Aldi has already announced its entry into Croatia, as has Austrian retail chain Hofer. Hofer plans to build and open around 300 retail outlets in Croatia. Estimates vary as to how much success they will reap. Marino Pucar had this to say: "According to some estimates the 'hard discounters' in Croatia will not achieve the kinds of market shares as they do, for example, in Germany, where they have taken as much as 30 percent of the market share. As consumer habits in Croatia are very similar to those in Italy, where the "hard discounters" have taken about 9 percent of the market, it is estimated that they could take between 5 and 10 percent of the market in Croatia over the coming three to five years."

These estimates could be wrong, something that Konzum is aware of, carefully monitoring every move the competition makes. As soon as Lidl's stores opened their doors special teams of Konzum's experts visited them. They visited them three times a day in order to see what kind of pricing policy Lidl was leading, and whether they changed them during the day. They did this in order to counter with their own prices and adjust the prices of some of its articles. Along with this, at Konzum they have drafted and approved a separate pricing policy for its stores particularly close to Lidl's. Some products can be bought at lower prices there than in other Konzum stores.

The Plus Market Partnership agreement, signed recently by Stjepan Safran, the president of the Croatian Chamber of Trades, Ivica Todoric, the president of Agrokor, and the chief executives of Konzum, Podravka, Kras, Lura, Saponia, Franck, Koestlin and Zvecevo, was largely brought on by the arrival of Lidl. The aim of the agreement is to strengthen the position of small retailers, improving Croatian commerce and manufacturing and the more efficient sales of goods and better access of all the signatories to consumers.
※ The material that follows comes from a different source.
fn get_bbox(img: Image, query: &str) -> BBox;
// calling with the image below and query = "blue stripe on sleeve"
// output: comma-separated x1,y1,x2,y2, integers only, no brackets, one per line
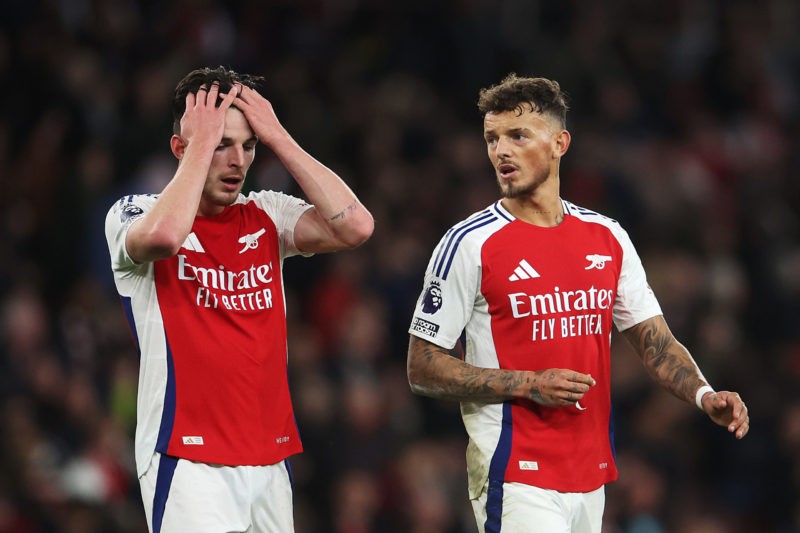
433,210,495,278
Prime Minister Sanader was also at the signing ceremony with the ministers of the economy and finance.

It appears that Konzum has for now not suffered significant damage in the wake of Lidl's entry on the Croatian market. Sources close to Konzum have confirmed for Nacional that the company in 2006 surpassed its business plan by tens of millions Kunas and that 2006 was by many parameters the company's most successful year since it passed into Ivica Todoric's hands. These results have been attributed in part to a very active expansion policy – through the year they have opened new top grade sales outlets in Dubec, at Crnomerec, Dugave and at some other locations in Zagreb, and across Croatia.

The entry of Lidl on the Croatian market, however, could change things. Lidl is a powerful company that will certainly fight aggressively to win over the sympathy of consumers, and they have a great deal of experience in that from many countries. Slashing the prices of retail products is certainly good news for consumers. The expected reduction in prices, however, has yet to happen. That does not mean that Lidl will not succeed in this, which will lead to new skirmishes between the retail chains.